Ribosomes, the organelles that catalyze protein synthesis, consist of a small 40S subunit and a large 60S subunit. Together these subunits are composed of 4 RNA species and approximately 80 structurally distinct proteins. This gene encodes a ribosomal protein that is a component of the 60S subunit. The protein belongs to the L30P family of ribosomal proteins. It contains an N-terminal basic region-leucine zipper (BZIP)-like domain and the RNP consensus sub-motif RNP2. In vitro the BZIP-like domain mediates homodimerization and stable binding to DNA and RNA, with a preference for 28S rRNA and mRNA. The protein can inhibit cell-free translation of mRNAs, suggesting that it plays a regulatory role in the translation apparatus.
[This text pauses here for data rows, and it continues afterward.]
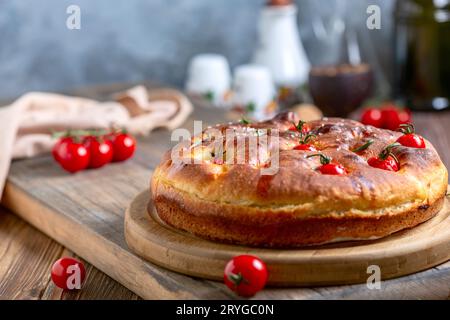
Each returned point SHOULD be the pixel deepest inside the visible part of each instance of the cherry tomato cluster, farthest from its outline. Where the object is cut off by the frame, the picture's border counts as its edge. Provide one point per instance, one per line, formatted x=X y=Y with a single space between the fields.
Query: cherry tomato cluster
x=245 y=275
x=386 y=159
x=79 y=150
x=388 y=116
x=68 y=273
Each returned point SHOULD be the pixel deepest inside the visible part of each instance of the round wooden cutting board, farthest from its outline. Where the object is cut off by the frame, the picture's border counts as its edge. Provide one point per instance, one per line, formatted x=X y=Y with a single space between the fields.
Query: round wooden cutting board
x=402 y=253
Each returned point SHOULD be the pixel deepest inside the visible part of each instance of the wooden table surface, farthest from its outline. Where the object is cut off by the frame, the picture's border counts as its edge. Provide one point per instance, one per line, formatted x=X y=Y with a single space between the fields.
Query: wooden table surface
x=26 y=254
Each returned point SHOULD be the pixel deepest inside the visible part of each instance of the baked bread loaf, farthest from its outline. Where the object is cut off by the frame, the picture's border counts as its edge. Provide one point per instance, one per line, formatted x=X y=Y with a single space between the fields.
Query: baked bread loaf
x=300 y=204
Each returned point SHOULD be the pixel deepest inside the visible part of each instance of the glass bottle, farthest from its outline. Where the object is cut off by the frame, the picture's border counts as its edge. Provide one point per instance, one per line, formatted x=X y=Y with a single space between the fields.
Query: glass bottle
x=422 y=54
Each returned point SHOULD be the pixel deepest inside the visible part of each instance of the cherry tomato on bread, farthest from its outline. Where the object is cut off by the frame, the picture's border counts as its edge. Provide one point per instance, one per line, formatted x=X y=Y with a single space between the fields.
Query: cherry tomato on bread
x=245 y=275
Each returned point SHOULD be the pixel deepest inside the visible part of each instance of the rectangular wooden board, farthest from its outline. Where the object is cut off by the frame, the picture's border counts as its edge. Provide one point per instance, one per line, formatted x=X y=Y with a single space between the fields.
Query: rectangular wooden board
x=85 y=211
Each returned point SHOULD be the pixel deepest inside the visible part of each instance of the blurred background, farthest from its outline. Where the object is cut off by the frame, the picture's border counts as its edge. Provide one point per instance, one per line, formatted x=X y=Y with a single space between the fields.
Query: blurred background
x=136 y=40
x=132 y=40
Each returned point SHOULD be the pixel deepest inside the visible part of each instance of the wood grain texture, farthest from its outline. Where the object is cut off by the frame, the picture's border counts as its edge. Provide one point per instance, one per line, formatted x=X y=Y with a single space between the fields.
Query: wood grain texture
x=26 y=259
x=84 y=212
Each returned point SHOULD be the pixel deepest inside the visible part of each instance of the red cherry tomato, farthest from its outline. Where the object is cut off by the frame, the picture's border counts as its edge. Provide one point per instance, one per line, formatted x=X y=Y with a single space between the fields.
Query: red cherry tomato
x=101 y=151
x=246 y=275
x=68 y=273
x=71 y=155
x=332 y=169
x=393 y=117
x=372 y=117
x=58 y=147
x=301 y=127
x=124 y=146
x=412 y=140
x=305 y=147
x=388 y=163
It is located in the cytoplasm. The protein has been shown to be an autoantigen in patients with systemic autoimmune diseases, such as systemic lupus erythematosus. As is typical for genes encoding ribosomal proteins, there are multiple processed pseudogenes of this gene dispersed through the genome.

== Interactions ==

RPL7 has been shown to interact with ZNF7. It interacts with HIV-1 Gag protein through Zinc Finger of HIV-1 Gag.